Battle of the Backups

A much younger Vince Young once led the Titans to a string of upset victories. Hopefully he'll never have to do that with the Packers. Since B.J. Coleman has quietly excused himself from the competition, the Packers now see two former collegiate stars battling for the right to back up Aaron Rodgers. In one corner, we have last year's back up: a 15,000 yard passer at Texas Tech and former Saskatchewan Roughrider, Graham Harrell!

And in the other, 2006 National Champion and Heisman runner up Vince Young, who made his debut at Packers training camp Tuesday to much fanfare. Okay, some fanfare. (Was there fanfare? I really don't know.)

Really, this is only noteworthy because it's the first time in a few seasons there has been actual competition for the number two quarterback job. This is a competition that truly does not matter. The idea that if Aaron Rodgers goes down for any length of time, the Packers will be saved by some sort of miraculous run by a back up is silly. The best number two quarterback the Packers have had in years is Matt Flynn, and he lost both times the team needed him to come through in relief of Rodgers. (And yes, I'm well aware of the six touchdown game. Big stinkin' deal. That was a meaningless start. There was naught to be gained in a win or a loss.)

But somebody has to be the number two guy, and it's going to be either Vince or Graham. Let's roll the tape back all the way to college and see who has the tools to get it done.

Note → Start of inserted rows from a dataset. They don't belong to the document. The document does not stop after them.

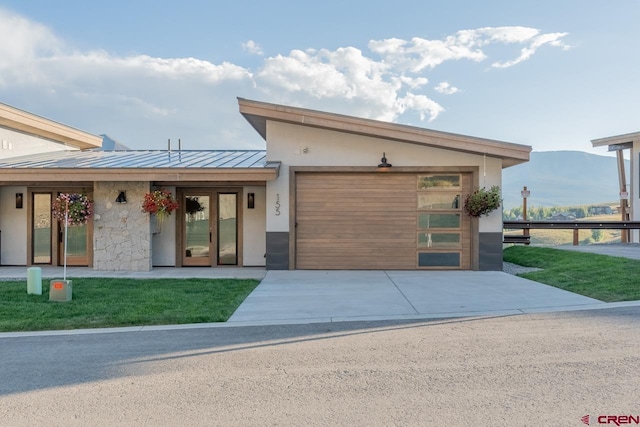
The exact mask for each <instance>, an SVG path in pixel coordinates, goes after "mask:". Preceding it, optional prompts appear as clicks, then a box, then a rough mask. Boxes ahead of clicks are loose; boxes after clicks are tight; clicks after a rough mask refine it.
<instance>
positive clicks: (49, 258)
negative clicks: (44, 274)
mask: <svg viewBox="0 0 640 427" xmlns="http://www.w3.org/2000/svg"><path fill="white" fill-rule="evenodd" d="M32 203H33V211H32V212H33V218H32V224H33V226H32V227H33V228H32V230H31V239H32V240H31V263H32V264H51V252H52V248H53V245H52V243H53V242H52V239H51V236H52V235H53V232H52V230H51V224H52V218H51V217H52V215H51V193H33V201H32Z"/></svg>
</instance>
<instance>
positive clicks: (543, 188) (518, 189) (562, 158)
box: [502, 151, 631, 209]
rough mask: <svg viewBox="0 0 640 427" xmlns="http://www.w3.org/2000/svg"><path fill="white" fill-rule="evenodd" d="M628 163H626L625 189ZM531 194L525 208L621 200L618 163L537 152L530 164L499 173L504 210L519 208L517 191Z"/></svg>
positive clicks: (520, 165) (595, 158)
mask: <svg viewBox="0 0 640 427" xmlns="http://www.w3.org/2000/svg"><path fill="white" fill-rule="evenodd" d="M629 170H630V169H629V161H628V160H625V172H626V175H627V186H629V184H630V183H631V182H630V181H629ZM525 185H526V186H527V189H528V190H529V191H530V192H531V194H530V196H529V198H528V199H527V206H529V207H530V206H577V205H587V204H602V203H615V202H617V201H619V200H620V197H619V192H620V188H619V184H618V161H617V159H616V158H615V157H609V156H599V155H596V154H590V153H585V152H582V151H537V152H532V153H531V160H530V161H529V162H528V163H524V164H521V165H517V166H512V167H509V168H506V169H504V170H503V171H502V197H503V200H504V203H503V207H504V208H505V209H511V208H514V207H517V206H522V196H521V195H520V191H522V188H523V187H524V186H525Z"/></svg>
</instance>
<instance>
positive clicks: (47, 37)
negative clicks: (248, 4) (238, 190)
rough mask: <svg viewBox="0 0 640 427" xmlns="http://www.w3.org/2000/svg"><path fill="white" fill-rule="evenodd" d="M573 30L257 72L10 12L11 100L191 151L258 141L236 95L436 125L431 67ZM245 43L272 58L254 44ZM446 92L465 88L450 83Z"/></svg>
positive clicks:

Harrell goes first, since as the incumbent he has the likely upper hand. A prolific collegiate passer in Texas Tech's wide open spread offense, he had limited NFL suitors right out of the gate. He had to take a trip north of the border to the CFL before the Packers finally came calling, and even then he had to spend some time on the practice squad before getting the role of Official Understudy to Mr. Rodgers.

The reason for the delay is twofold. First, NFL franchises are notoriously wary of the gaudy stats produced by the light-em-up Air Raid offenses common in the college game. Just ask Timmy Chang or Colt Brennan (or anybody else associated with June Jones and Hawaii, for that matter). The general explanation is that spread offenses (like Hawaii's) rely on spacing and speed and runs after the catch in such a way that doesn't really translate to the NFL, where the athletes on defense are just as fast as the ones on offense.

Quarterbacks in spread schemes in college also don't need the arm strength required to execute the vertical passing attack (read this for a good (if lengthy) explanation of vertical passing) common in the NFL, and that's the second main knock against Mr. Harrell, as described in both his and CBS Sports draft profiles. Coupled with his less than ideal (although comparable to Rodgers) size, and you've got basically the prototype for a career back up quarterback: a small guy with a weak arm who's best suited to an offense that nobody in the NFL plays. (Oh, and then there's that one guy who thinks Harrell didn't get drafted because everyone in the NFL is a big meanie head. How'd that work out, Gregg?)

Oddly, that intersects pretty nicely with Vince Young, a guy who at 6'5" and around 230 pounds pretty much exemplifies a prototype NFL body. That, and the rest of his physical skill set, are pretty much the highlight of what he brings to the table. He has great speed for a quarterback  (and "his change of direction agility and foot speed is outstanding for his position" says CBS) and can run well after a play breaks down, as demonstrated by his overtime win against Houston as a rookie:

Of course, that was a long time ago, and Young's passing mechanics really haven't improved since then. He has an unorthodox delivery. It's almost sidearm, although not quite Philip Rivers and definitely not Tim Tebow. But it was the main gripe about him coming out of Texas, and it's still the main concern now, as is his ability to pick up an offense quickly. He'll have to do just that if he wants to unseat Harrell, who obviously has much more experience in the Packers' system.

But you have to think the Packers haven't brought Young in just for kicks and giggles. This is a real competition, and Young should get a real shot. We might not see him Friday against Arizona, but the early impressions in practice seem to be positive, if six second videos from Tyler Dunne are to be believed:

Of course, winning over a few fans by riding bikes to practice isn't a terrible idea:

So who's it gonna be? It's definitely too early to tell, but in this battle of flawed backups, I think the challenger is going to get every chance the Packers can give him.